Improvements in MRI technology, such as fast scanning techniques, have permitted accurate diagnosis of Crohn’s disease complications, including abscess, fistula, and stenosis (Shoenut at al 1994). Moreover, MRI has the advantage of avoiding ionising radiation, thus may be repeated without this concern. Direct sagittal and coronal imaging and the limited bowel preparation are other advantages of MRI over other techniques such as colonoscopy, enteroclysis, SBFT. Along with ultrasound, MRI is the preferred tool for evaluating perianal complications of Crohn’s disease.
Nuclear Medicine
Leukocyte scintigraphy (tagged white blood cell scan) is complementary to barium studies and can be used to assess the distribution and extension of Crohn’s disease (Navab & Boyd, 1995).
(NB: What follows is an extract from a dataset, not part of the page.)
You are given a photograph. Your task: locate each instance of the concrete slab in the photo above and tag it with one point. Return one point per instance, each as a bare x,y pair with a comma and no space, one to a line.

Its advantages over barium studies include the examination of both large and small bowel in one encounter, no bowel preparation is required, entails less radiation exposure (the typical effective dose for is 2.2 mSv) than barium studies or CT scan and higher patient acceptance (Navab, et al. 1995). In addition, leukocyte scintigraphy investigation can accurately distinguish Crohn’s disease from ulcerative colitis in a large proportion of patients (Huprich et al 2005). However, this examination is not as effective as colonoscopy, SBFT, enteroclysis in assessing disease extent, due to lack of anatomical details.
Wireless Capsule Endoscopy (WCE)
If a patient has symptoms that suggest Crohn's disease but the usual imaging diagnostic investigations, such as colonoscopy, small bowel follow through, enteroclysis are negative, the health care professional may suggest wireless capsule endoscopy.
Wireless capsule endoscopy (WCE) is a new diagnostic imaging modality that can greatly assist in making the diagnosis of Crohn’s disease or determining the extent and severity of involvement (Reddy et al. 2004). The examination allows painless, non-invasive, physiological imaging of the entire small bowel. Some studies have found it to be more accurate in evaluating Crohn’s disease than the use of barium investigations or CT scans (Appleyard et al. 2000, Eliakim, et al. 2003, Fireman, et al. 2003). Conversely, all patients should undergo SBFT prior to ingesting the wireless capsule to exclude stricture formation, even though this does not completely protect from capsule retention at a stricture site. If the capsule does become lodged in the bowel, it may need to be surgically removed. Moreover, due to the limited battery life, imaging of the entire small intestine does not occur in about 25% of all examinations (Chong et al. 2003). Nevertheless, increased use of WCE is very likely in the future.
Summary
Imaging and non imaging diagnostic investigations remain important tools in diagnosing and managing patients with Crohn’s disease. The choice of which imaging investigations to use in a particular clinical situation will depend on local availability of equipment, expertise and the clinical question to be answered. Algorithm summarising the Royal College of Radiologists recommendations for the diagnosis of Crohn’s disease can be found in the Appendix B.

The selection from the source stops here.